337 self healing glass 1A hirata/YouTube

Not trusting the chance result, Yu Yanagisawa, a graduate student in the university's department of chemistry and biotechnology, ran a series of follow-up experiments to confirm the self-healing glass really did work.

According to the team, the glass is made possible thanks to a low weight polymer called 'polyether-thiourea', which makes use of the compound thiourea to increase the ability of hydrogen bonding in the material when it is cut or broken.

It's not the first time researchers have designed self-healing materials like this, but what sets the new polymer apart is that it's structurally robust, like glass, but also capable of self-healing – properties that are often mutually exclusive in engineered compounds.

What also makes the glass unique is that it performs its self-adhering function at room temperature, whereas other self-healing materials often require heating to induce their bonding behaviour.

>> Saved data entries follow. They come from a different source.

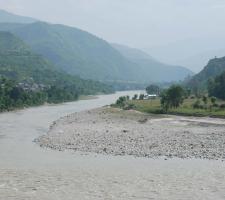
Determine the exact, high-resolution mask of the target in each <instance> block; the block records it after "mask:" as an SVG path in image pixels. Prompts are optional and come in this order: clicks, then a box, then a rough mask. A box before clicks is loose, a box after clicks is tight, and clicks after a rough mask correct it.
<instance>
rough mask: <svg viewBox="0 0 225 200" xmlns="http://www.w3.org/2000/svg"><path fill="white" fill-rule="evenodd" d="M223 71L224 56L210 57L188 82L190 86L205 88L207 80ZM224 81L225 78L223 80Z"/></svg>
mask: <svg viewBox="0 0 225 200" xmlns="http://www.w3.org/2000/svg"><path fill="white" fill-rule="evenodd" d="M224 72H225V57H222V58H214V59H211V60H210V61H209V62H208V64H207V65H206V66H205V67H204V69H203V70H202V71H200V72H199V73H198V74H196V75H195V76H193V77H192V79H191V80H190V81H189V82H188V85H189V86H191V87H196V86H197V87H199V88H203V89H205V88H207V85H208V81H209V80H210V79H214V78H215V77H216V76H218V75H221V74H222V73H224ZM224 81H225V80H224Z"/></svg>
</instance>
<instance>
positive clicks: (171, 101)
mask: <svg viewBox="0 0 225 200" xmlns="http://www.w3.org/2000/svg"><path fill="white" fill-rule="evenodd" d="M184 94H185V92H184V89H183V88H182V87H181V86H179V85H173V86H171V87H170V88H169V89H167V90H165V91H164V92H163V94H162V95H161V105H162V107H163V109H164V110H165V111H168V109H169V108H177V107H179V106H180V105H181V104H182V103H183V100H184Z"/></svg>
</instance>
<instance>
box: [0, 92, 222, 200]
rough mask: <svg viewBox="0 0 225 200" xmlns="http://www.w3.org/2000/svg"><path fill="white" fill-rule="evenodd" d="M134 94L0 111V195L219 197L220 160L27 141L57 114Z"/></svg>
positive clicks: (78, 197) (166, 197)
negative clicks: (157, 157) (55, 145)
mask: <svg viewBox="0 0 225 200" xmlns="http://www.w3.org/2000/svg"><path fill="white" fill-rule="evenodd" d="M136 93H138V91H133V92H119V93H116V94H113V95H101V96H98V98H97V99H91V100H85V101H76V102H71V103H65V104H59V105H51V106H49V105H46V106H40V107H35V108H28V109H25V110H20V111H16V112H9V113H1V114H0V127H1V129H0V135H1V136H0V177H1V178H0V199H3V200H15V199H17V200H30V199H32V200H39V199H41V200H56V199H65V200H71V199H75V200H80V199H82V200H83V199H84V200H86V199H87V200H90V199H91V200H136V199H138V200H139V199H140V200H144V199H156V200H158V199H162V200H188V199H193V200H202V199H205V200H211V199H216V200H224V198H225V174H224V171H225V164H224V162H221V161H216V160H207V159H176V158H173V159H168V160H166V161H165V160H164V159H161V158H157V159H151V158H146V157H138V158H137V157H134V156H127V155H123V156H113V155H110V154H96V153H85V152H77V151H76V152H74V151H71V150H68V151H67V150H65V151H57V150H52V149H50V148H40V146H39V145H37V144H36V143H34V142H32V141H33V140H34V139H35V138H39V137H41V136H43V135H45V134H46V133H47V132H48V130H49V126H50V124H52V122H53V121H57V119H59V118H60V117H62V116H70V115H71V114H73V113H79V112H85V111H88V110H92V109H96V108H99V107H102V106H104V105H110V104H111V103H113V102H115V101H116V99H118V97H119V96H124V95H130V96H133V95H134V94H136ZM147 123H148V122H147Z"/></svg>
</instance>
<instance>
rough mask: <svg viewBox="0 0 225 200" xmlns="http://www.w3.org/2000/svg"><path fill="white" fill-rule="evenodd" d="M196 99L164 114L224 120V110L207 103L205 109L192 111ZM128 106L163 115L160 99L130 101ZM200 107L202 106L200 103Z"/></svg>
mask: <svg viewBox="0 0 225 200" xmlns="http://www.w3.org/2000/svg"><path fill="white" fill-rule="evenodd" d="M196 100H197V99H190V98H189V99H185V100H184V102H183V104H182V105H181V106H180V107H179V108H176V109H169V110H168V112H167V113H166V114H172V115H184V116H199V117H205V116H209V117H219V118H225V109H222V108H220V107H213V106H212V105H211V103H208V104H207V106H206V108H204V109H194V108H193V104H194V102H196ZM128 103H129V104H133V105H134V106H133V107H134V109H135V110H138V111H141V112H146V113H154V114H163V113H164V112H163V110H162V108H161V105H160V99H154V100H131V101H129V102H128ZM224 103H225V102H223V101H219V100H218V102H217V104H218V105H221V104H224ZM202 105H204V104H203V103H202Z"/></svg>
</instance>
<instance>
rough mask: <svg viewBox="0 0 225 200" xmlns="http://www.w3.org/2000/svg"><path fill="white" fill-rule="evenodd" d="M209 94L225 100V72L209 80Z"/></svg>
mask: <svg viewBox="0 0 225 200" xmlns="http://www.w3.org/2000/svg"><path fill="white" fill-rule="evenodd" d="M208 93H209V96H214V97H217V98H219V99H223V100H225V72H224V73H222V74H221V75H219V76H217V77H216V78H215V79H213V80H210V81H209V82H208Z"/></svg>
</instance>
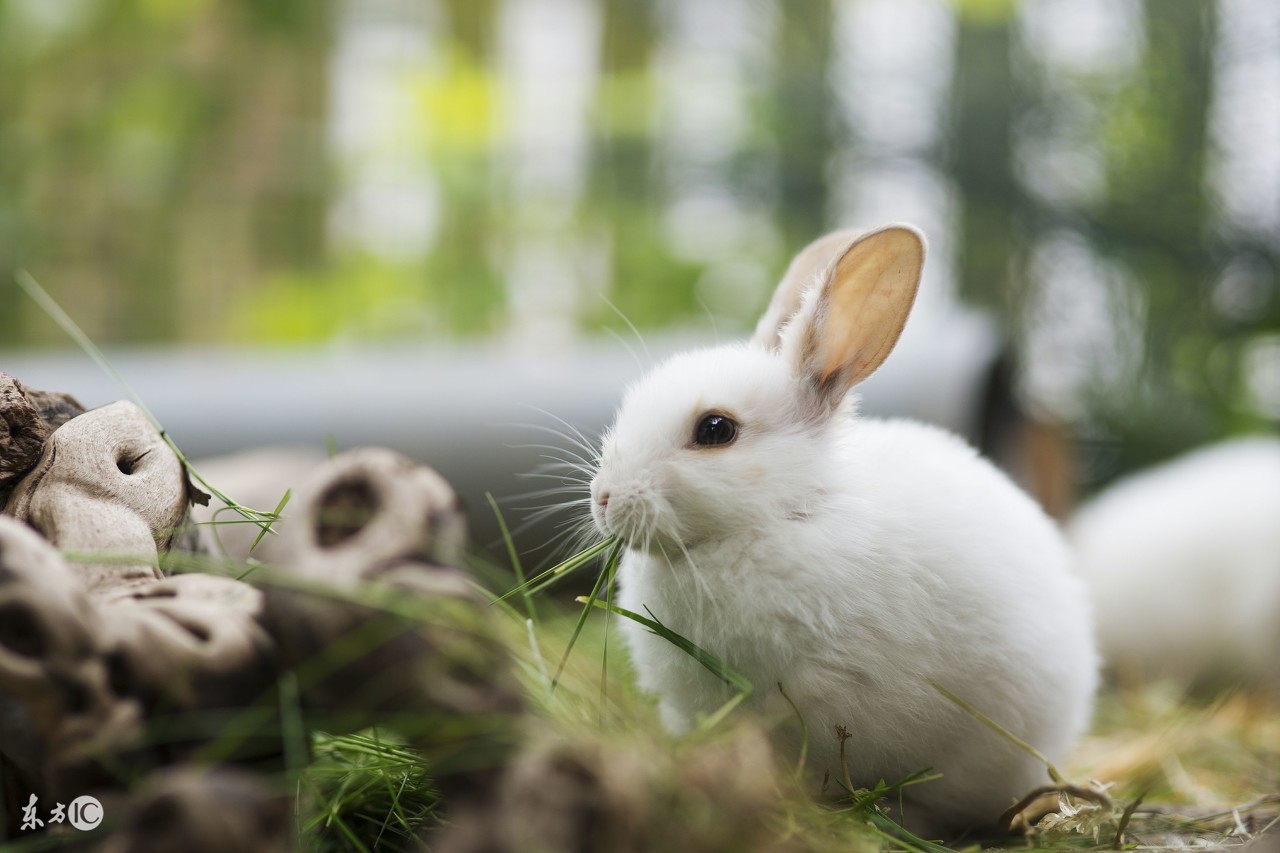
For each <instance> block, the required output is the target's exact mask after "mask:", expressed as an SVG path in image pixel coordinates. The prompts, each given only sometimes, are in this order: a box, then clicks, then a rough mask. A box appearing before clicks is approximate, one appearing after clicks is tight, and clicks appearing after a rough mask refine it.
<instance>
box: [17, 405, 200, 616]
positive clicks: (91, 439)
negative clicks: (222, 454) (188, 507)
mask: <svg viewBox="0 0 1280 853" xmlns="http://www.w3.org/2000/svg"><path fill="white" fill-rule="evenodd" d="M186 483H187V480H186V473H184V470H183V467H182V462H180V461H179V460H178V457H177V455H175V453H174V452H173V451H172V450H170V448H169V446H168V444H166V443H165V441H164V438H161V435H160V433H159V432H157V430H156V429H155V427H152V425H151V423H150V421H148V420H147V419H146V416H145V415H143V414H142V411H141V410H140V409H138V407H137V406H134V405H133V403H131V402H125V401H120V402H114V403H110V405H108V406H102V407H101V409H95V410H92V411H90V412H86V414H83V415H81V416H78V418H74V419H72V420H69V421H67V423H65V424H63V425H61V427H59V428H58V429H56V430H55V432H54V433H52V434H51V435H50V437H49V439H47V441H46V442H45V447H44V452H42V453H41V456H40V460H38V461H37V464H36V466H35V467H33V469H32V470H31V471H29V473H28V474H27V475H26V476H24V478H23V479H22V480H20V482H19V483H18V484H17V485H15V487H14V489H13V493H12V494H10V496H9V501H8V503H6V505H5V512H8V514H9V515H13V516H14V517H15V519H18V520H19V521H26V523H27V524H29V525H31V526H33V528H35V529H36V530H38V532H40V533H41V534H44V537H45V538H46V539H49V540H50V542H51V543H52V544H55V546H56V547H58V548H60V549H63V551H70V552H79V553H81V555H86V556H88V558H87V560H86V561H84V562H77V565H76V567H74V571H76V574H77V575H78V576H79V578H81V584H82V588H83V589H84V590H86V592H88V593H90V596H95V597H102V596H122V594H125V592H127V590H128V589H129V588H132V587H137V585H141V584H146V583H151V581H154V580H159V579H160V578H161V576H163V575H161V573H160V569H159V565H157V556H156V555H157V548H164V547H168V544H169V542H170V540H172V539H173V537H174V535H175V533H177V532H178V530H179V528H180V526H182V524H183V519H184V517H186V515H187V505H188V497H187V484H186ZM95 557H97V558H95Z"/></svg>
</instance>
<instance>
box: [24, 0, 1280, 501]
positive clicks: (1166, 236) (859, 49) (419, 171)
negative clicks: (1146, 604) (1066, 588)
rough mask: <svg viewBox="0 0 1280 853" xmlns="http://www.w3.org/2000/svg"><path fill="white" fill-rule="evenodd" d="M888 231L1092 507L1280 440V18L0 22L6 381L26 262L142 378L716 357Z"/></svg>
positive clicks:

Plus, the material also manages to glue itself back together quicker than other previously developed efforts.

One such, unveiled by Californian researchers at the earlier in the year, was also touted as a replacement for fragile mobile displays, but required almost a whole day to heal itself.

Outside of phone screens, another area where self-healing materials are being looked at is in the field of medicine, where soft, adaptive substances may one day be used inside the human body for things like strengthening bones and helping to engineer tissue.

Before that happens, there's a good chance the Japanese team's accidental discovery might heal another vulnerable extension of the human body: your bank balance, thanks to all the broken phone screens you won't have to repair or replace.

Not to mention the toll discarded electronics have on the environment.

"I hope the repairable glass becomes a new environment-friendly material that avoids the need to be thrown away if broken," Yanagisawa told NHK.

Where do we pre-order?

The findings are reported in Science.